Прошло два дня с момента допроса. Хейген и его молодой напарник, похожий на тощую борзую с невыразительным лицом и тусклыми зелёными глазами, снова приезжал в лагерь и всё осмотрел. В ночь нападения недалеко от лагеря, в лесу, нашли охотничий нож. Мне показали фотографию, положили передо мной, как гадалка – карту таро. Спросили, тот ли это нож, с которым напали на мистера Крейна. Я посмотрела и сказала «да», и это была чистая правда. Уже в тот момент я знала, что Вика кромсал совсем не мой убийца, и от понимания этого сердце заходилось не так судорожно. Потому что я знала. Будь это Крик, он довёл бы дело до конца.
И кроме того, я не хотела ненавидеть его.
Это был кто-то другой, что оказалось настоящим подарком судьбы.
В ожидании автобуса я мяла пальцы.
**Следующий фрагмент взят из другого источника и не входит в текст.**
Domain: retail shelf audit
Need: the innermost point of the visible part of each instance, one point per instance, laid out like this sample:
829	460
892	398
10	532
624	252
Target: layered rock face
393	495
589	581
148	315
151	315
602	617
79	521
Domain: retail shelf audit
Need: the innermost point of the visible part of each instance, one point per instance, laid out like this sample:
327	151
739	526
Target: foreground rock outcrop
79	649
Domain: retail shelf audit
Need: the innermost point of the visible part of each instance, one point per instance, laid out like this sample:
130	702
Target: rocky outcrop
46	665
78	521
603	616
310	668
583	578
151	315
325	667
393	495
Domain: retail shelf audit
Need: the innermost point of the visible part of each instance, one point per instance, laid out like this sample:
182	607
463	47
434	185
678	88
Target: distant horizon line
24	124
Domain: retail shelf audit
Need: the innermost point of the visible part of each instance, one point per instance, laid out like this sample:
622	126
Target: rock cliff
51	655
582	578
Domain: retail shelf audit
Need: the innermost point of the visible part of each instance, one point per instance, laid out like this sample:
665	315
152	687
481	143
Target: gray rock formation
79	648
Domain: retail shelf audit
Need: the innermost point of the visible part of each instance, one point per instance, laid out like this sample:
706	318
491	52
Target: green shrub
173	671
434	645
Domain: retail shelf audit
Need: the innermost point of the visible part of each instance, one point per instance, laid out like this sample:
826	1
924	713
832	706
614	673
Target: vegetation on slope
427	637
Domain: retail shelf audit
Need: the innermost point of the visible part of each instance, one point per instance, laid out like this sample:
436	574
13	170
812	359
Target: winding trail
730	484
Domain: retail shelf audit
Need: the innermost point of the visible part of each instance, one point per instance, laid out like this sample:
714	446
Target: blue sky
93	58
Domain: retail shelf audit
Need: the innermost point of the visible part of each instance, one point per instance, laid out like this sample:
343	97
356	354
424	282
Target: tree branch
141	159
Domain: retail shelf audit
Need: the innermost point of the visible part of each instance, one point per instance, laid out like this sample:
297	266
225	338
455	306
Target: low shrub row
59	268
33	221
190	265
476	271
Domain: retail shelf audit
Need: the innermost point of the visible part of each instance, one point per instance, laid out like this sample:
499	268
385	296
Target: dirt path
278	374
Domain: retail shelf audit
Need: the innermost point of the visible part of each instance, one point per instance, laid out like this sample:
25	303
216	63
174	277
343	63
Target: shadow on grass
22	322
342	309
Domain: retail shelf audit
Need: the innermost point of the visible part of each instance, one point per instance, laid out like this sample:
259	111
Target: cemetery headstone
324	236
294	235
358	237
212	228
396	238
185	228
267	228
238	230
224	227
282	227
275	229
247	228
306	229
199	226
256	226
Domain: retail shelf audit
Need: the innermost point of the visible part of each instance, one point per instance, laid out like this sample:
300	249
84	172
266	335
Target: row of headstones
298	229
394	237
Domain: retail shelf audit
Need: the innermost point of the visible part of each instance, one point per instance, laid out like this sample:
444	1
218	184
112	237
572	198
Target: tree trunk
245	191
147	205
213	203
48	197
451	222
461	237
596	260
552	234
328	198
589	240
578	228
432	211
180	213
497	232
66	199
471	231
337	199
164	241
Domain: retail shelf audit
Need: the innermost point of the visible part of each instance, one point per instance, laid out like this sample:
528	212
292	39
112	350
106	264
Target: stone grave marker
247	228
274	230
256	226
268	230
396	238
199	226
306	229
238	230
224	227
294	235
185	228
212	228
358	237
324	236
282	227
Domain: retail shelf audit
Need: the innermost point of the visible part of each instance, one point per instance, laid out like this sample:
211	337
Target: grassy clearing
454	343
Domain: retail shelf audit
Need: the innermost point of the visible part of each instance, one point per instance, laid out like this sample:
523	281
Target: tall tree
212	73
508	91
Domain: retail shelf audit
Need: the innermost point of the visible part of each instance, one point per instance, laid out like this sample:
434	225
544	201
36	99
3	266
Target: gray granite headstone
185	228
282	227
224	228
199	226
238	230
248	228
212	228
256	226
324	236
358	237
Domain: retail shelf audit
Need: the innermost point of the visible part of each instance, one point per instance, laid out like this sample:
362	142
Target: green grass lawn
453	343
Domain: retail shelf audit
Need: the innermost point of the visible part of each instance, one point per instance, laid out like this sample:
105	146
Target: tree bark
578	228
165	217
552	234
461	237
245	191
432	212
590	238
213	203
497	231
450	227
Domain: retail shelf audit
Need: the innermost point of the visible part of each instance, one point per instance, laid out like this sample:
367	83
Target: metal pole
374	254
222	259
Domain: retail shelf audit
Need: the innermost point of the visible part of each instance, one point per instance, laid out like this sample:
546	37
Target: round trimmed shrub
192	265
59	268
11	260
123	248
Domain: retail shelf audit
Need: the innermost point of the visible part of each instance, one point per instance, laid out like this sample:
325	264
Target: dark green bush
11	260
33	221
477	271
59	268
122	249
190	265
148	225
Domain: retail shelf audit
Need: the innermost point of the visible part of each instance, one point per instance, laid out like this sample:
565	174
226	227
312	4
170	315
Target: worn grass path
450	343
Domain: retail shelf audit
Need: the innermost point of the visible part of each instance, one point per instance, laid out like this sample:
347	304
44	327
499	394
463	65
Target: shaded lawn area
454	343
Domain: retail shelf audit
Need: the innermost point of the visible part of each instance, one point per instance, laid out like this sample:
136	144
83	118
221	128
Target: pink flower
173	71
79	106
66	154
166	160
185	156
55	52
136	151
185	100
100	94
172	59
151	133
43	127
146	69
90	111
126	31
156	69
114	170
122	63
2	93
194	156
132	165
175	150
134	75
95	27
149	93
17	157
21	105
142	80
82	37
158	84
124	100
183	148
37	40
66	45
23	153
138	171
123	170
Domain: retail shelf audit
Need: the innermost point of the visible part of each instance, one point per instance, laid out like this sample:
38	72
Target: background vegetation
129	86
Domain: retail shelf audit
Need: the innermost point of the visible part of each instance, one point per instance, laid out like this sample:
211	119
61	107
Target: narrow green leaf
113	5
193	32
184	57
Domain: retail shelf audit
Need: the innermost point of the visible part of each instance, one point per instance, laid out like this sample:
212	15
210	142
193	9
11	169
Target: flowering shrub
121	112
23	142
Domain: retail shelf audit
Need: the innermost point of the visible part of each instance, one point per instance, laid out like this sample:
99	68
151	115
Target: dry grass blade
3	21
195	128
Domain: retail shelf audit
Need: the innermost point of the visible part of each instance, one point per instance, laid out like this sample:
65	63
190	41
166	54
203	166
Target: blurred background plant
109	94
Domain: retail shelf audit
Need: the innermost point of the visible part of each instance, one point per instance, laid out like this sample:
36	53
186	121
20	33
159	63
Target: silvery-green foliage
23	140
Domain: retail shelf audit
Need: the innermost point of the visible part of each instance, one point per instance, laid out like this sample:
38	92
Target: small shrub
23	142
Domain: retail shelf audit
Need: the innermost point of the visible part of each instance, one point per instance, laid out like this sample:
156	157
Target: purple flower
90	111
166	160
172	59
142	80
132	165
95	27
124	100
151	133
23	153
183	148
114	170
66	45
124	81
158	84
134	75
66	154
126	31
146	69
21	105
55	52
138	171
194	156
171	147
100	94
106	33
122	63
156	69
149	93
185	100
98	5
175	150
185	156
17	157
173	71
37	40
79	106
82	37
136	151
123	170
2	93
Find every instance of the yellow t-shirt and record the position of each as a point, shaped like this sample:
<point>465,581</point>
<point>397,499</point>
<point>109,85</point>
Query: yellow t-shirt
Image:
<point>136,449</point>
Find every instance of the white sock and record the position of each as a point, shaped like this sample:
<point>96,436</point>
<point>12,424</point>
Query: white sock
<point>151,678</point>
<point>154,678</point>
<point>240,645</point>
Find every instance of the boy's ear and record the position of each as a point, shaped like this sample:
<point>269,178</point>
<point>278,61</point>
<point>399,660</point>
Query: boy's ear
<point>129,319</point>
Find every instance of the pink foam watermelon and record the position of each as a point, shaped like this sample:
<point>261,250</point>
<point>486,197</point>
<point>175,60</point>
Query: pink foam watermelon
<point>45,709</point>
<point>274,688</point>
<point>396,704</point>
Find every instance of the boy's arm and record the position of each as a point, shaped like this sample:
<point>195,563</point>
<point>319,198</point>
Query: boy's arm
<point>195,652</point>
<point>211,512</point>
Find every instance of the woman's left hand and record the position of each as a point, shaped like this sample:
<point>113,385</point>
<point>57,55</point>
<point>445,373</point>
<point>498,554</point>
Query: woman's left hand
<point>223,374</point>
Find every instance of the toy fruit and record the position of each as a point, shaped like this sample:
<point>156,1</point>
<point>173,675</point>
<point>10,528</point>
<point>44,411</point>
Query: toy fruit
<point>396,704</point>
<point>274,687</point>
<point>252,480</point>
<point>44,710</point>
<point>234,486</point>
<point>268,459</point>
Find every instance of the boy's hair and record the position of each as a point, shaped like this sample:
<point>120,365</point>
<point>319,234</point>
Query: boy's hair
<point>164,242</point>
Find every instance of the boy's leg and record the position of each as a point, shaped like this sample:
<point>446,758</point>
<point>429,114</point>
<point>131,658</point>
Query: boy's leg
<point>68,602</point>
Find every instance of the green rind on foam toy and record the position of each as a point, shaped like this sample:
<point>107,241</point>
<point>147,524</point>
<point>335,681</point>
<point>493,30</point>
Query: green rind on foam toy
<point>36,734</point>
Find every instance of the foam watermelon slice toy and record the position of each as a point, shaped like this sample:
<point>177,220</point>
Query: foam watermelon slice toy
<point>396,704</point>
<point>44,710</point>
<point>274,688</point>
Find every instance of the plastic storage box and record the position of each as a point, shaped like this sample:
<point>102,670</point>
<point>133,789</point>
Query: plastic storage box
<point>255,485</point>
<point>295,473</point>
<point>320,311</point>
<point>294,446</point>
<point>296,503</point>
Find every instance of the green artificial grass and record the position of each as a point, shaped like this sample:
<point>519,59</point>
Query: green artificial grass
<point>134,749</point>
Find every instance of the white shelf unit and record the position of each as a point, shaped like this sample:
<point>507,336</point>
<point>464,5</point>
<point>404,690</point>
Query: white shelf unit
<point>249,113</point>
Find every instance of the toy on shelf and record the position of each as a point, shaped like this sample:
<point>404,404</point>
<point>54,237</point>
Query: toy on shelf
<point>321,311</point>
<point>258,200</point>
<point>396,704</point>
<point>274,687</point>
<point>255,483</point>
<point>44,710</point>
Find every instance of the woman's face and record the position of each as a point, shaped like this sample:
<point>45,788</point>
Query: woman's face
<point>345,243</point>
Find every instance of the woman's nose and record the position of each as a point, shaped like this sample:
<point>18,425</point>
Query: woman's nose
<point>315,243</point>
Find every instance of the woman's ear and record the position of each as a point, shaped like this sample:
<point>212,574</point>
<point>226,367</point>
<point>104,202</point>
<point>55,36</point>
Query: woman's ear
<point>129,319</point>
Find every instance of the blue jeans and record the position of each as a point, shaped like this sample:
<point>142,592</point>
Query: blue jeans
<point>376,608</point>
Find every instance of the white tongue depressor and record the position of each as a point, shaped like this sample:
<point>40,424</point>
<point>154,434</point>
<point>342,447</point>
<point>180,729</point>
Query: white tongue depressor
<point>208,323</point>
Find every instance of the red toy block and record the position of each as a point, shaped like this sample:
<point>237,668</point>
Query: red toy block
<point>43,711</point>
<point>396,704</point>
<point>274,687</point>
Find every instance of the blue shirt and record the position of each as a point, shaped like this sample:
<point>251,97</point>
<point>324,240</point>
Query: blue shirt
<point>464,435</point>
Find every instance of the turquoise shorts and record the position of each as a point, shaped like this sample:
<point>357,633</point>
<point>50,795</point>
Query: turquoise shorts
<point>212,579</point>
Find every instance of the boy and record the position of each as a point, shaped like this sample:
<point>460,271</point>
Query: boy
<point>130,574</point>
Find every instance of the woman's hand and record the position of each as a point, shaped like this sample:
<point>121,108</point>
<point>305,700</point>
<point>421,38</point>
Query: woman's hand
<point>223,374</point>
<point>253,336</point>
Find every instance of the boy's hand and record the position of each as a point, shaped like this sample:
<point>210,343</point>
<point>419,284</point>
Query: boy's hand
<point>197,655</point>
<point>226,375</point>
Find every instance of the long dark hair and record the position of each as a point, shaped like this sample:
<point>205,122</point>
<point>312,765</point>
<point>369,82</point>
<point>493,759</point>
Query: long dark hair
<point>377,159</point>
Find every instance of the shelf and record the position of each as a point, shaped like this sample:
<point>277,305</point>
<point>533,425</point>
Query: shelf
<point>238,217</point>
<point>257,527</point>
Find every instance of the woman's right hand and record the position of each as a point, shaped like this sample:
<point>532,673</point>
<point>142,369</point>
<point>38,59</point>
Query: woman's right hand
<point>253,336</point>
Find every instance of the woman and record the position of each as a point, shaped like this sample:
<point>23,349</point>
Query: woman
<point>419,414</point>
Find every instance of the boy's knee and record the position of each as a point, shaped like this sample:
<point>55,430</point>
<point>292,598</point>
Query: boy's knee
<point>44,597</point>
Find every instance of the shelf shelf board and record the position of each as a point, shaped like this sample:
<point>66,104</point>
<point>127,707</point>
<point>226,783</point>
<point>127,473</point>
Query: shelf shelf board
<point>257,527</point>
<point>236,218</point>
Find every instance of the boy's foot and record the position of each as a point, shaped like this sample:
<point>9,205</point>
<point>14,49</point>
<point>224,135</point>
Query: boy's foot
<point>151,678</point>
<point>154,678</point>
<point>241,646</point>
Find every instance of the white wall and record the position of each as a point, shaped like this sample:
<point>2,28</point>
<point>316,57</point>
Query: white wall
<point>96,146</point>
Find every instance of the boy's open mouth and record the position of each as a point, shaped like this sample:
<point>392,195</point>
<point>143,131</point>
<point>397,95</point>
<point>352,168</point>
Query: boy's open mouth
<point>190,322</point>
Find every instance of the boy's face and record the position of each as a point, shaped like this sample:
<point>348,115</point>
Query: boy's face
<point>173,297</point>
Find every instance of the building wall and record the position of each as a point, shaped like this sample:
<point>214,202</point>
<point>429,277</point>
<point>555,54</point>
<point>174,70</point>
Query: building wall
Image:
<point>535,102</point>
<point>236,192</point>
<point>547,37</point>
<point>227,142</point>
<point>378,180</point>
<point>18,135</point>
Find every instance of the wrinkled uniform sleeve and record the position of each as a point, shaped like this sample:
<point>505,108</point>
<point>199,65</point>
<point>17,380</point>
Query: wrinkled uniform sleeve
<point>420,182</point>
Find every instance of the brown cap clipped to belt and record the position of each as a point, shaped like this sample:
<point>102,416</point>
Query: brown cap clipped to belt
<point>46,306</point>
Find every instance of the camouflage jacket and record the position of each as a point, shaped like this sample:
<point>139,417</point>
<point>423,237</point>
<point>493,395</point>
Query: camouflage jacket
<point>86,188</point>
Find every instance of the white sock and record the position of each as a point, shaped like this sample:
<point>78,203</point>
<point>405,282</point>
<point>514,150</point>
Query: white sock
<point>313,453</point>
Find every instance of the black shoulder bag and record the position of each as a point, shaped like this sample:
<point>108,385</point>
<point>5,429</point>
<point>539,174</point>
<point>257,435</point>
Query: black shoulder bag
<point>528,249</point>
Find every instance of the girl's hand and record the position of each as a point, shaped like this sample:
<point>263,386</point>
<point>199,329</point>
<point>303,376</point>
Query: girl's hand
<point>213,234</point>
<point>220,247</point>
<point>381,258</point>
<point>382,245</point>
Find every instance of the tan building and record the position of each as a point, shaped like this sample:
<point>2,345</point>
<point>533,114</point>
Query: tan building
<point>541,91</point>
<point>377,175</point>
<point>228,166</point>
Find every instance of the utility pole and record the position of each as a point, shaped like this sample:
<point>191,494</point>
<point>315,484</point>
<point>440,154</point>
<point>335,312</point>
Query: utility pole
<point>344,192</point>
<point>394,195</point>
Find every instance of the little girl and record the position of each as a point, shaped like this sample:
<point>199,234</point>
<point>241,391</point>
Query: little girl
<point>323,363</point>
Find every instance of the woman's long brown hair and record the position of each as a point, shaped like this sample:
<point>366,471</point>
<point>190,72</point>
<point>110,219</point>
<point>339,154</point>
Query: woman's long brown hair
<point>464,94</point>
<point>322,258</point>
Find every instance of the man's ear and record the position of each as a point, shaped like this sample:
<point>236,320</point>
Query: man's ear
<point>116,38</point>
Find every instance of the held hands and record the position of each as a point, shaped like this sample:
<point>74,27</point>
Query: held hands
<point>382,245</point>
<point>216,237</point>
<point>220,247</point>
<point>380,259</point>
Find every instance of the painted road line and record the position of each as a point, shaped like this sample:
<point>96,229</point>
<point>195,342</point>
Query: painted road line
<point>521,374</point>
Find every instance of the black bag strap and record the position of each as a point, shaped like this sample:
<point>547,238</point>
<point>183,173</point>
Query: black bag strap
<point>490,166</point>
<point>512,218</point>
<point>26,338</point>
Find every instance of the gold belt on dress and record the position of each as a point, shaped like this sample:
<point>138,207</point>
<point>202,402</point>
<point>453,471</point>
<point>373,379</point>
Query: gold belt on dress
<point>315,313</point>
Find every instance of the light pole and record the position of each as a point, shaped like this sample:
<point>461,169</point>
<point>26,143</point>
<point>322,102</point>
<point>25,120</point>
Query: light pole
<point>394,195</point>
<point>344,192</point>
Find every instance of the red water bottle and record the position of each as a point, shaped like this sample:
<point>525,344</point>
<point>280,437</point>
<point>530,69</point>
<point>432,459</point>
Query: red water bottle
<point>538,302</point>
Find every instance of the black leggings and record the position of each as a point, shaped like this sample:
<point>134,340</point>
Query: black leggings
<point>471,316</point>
Нервно прикусывая язык, чтобы отвлечься острой болью от беспокойных мыслей, смотрела в ясное небо, сидя на ступеньках лагерного домика. На сердце было тревожно, я вспоминала тот страшный вечер. Никому из нас толком не сообщали, что с Виком, и это добавляло нервов. Ограничивались простыми оговорками – «состояние средней степени тяжести», «по-прежнему в реанимации», «пришёл в сознание». Его держали в местном госпитале. Дафна в эти дни пыталась заговорить со мной, расспросить, что случилось. Я отмалчивалась. Вчера не выходила из домика, собирая сумку обратно домой весь день: сначала сложила её, потом разложила, нервно высыпав все вещи прямо на пол. И так по кругу.
Мама оборвала телефон. Она звонила, звонила и звонила каждые полчаса и перестала, только когда убедилась, что у нас всё в порядке.
И вот наконец настал день отъезда. Ребята меня сторонились, перешёптывались неподалёку – я не была на них в обиде. Любопытство – естественная реакция. Я села на ступеньки, покрыв голову капюшоном, и тревожно ждала, когда мы сможем наконец покинуть лагерь. Из-за угла показалась мисс Бишоп. Она подошла и, взяв за локоть, тихо сказала:
– Лесли, на два слова.
Мы отошли. Я гадала, зачем ей понадобилась, и подозревала, что причиной был Вик. Так оно и случилось.
Поправив короткие волосы, она положила руку мне на плечо и без деланного участия, грубовато, но очень душевно спросила:
– Ты как?
Я молча улыбнулась. Наверное, она всё поняла по глазам.
– Понимаю… Знаешь, тебе стоило хотя бы ради приличия что-то съесть сегодня за завтраком. – Она внимательно на меня посмотрела и медленно добавила: – И вчера за обедом. Мисс Робертс думает, она невкусно готовит.
– Я не люблю запеканку. А со стряпнёй у мисс Робертс всё прекрасно.
– Ну конечно. – Мисс Бишоп замялась. Только тогда я словно бы вспомнила, что она была немногим старше нас, её учеников. – К слову, я здесь не за этим. Хотела попросить тебя об одной услуге.